In order to obtain the maximal change in polarization, one should consider the initial conditions for the assay. For unpolarized excitation and unpolarized emission from the sensing fluorophore, $I_{\Vert }{}^S=I_{\perp }^S=I^S$. The polarization of the emission is thus given by

$$P=\frac{I_{\Vert }{}^R-I_{\perp }^R}{I_{\perp }^R+{\text{I}}_{\Vert }{}^R+2{\text{I}}^{\mathrm{S}}}$$ (12)

For the limit I^S → 0, then P → P₀, which is the polarization of the reference film itself. For a high intensity from the sensing fluorophore, I^S → ∞ and P → 0.

For purposes of simulations, we define

$$k_0=\frac{I_{\perp }^S}{I_{\perp }^R}=\frac{I^S}{I_{\perp }^R}$$ (13)
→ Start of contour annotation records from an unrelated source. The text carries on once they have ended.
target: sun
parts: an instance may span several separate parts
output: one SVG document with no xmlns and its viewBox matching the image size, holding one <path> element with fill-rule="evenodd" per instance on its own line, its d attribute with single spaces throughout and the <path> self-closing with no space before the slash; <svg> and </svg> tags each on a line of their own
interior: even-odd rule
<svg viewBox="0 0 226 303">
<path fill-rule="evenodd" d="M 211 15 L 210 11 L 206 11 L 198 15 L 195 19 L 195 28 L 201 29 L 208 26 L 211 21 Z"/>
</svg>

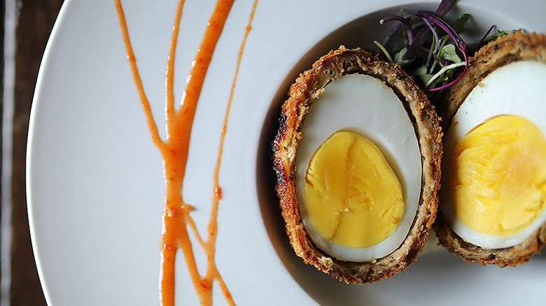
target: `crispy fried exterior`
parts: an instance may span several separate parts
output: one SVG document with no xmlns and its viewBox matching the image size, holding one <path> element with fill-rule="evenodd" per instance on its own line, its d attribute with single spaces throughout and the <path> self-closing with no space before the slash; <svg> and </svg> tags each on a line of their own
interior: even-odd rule
<svg viewBox="0 0 546 306">
<path fill-rule="evenodd" d="M 302 122 L 324 87 L 351 73 L 373 76 L 393 89 L 413 122 L 421 150 L 422 189 L 414 224 L 402 244 L 374 263 L 340 261 L 318 249 L 305 231 L 296 197 L 295 157 L 298 143 L 303 137 L 300 131 Z M 401 271 L 416 260 L 438 208 L 442 133 L 439 117 L 426 96 L 398 64 L 388 64 L 365 51 L 347 50 L 343 46 L 330 51 L 302 73 L 290 87 L 289 96 L 282 106 L 273 150 L 276 190 L 285 229 L 295 254 L 306 263 L 347 283 L 377 282 Z"/>
<path fill-rule="evenodd" d="M 522 60 L 546 63 L 546 36 L 518 31 L 500 37 L 478 50 L 469 59 L 466 74 L 437 101 L 436 108 L 442 118 L 444 130 L 449 128 L 459 106 L 479 81 L 495 69 Z M 464 241 L 451 230 L 441 212 L 438 214 L 435 229 L 440 243 L 468 263 L 515 266 L 528 261 L 546 242 L 545 224 L 519 245 L 503 249 L 484 249 Z"/>
</svg>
as the initial values in the absence of analyte. Suppose the intensity of the sensing fluorophore decreases n times in response to analyte. Then the change in polarization is given by

$$\Delta P=P_0-P$$ (14)

where

$$P_0=\frac{D_0-1}{D_0+1+2k_0}$$ (15)

$$P=\frac{D_0-1}{D_0+1+2k_0/n}$$ (16)

and

$$D_0=I_{\Vert }{}^{\text{R}}/I_{\perp }^R$$ (17)

is the parallel and orthogonal ratio of intensities for the oriented film only.

Simulations of the expected change in polarization ΔP are shown in Figure 14. Overall, the maximal changes in polarization depend on the ratio of initial intensities of the sample $(I_{\perp }^S)$ and reference $(I_{\perp }^R)$, k₀. Suppose this initial ratio is 1.0. Then a decrease in the intensity of the sensing fluorophore results in an increase in the polarization (ΔP < 0). Conversely, an increase in the sensing fluorophore intensity results in a decrease in the polarization (ΔP > 0). One can use Figure 14 to select the initial conditions for a polarization assay so as to obtain the maximum changes in the polarization. If the intensity of the sensing fluorophore decreases (n = 10 or 20), then it is preferable to start the assay with higher intensities from the sensing fluorophore (k₀ ≃ 4). If the sensing fluorophore increases in intensity (n = 0.1), then the assay should be started with a smaller intensity from the sensing fluorophore (k₀ ≃ 0.2).

FIG. 14.

Change in polarization expected for different values of the initial intensity ratio $k_0=I^S/I_{\perp }^R$ is dependent on the intensity ratio prior to addition of the analyte and the intensity ratio of the sensing fluorophore in the absence and presence of analyte (n). That is, the analyte causes an n-fold decrease in intensity of the sensing fluorophore.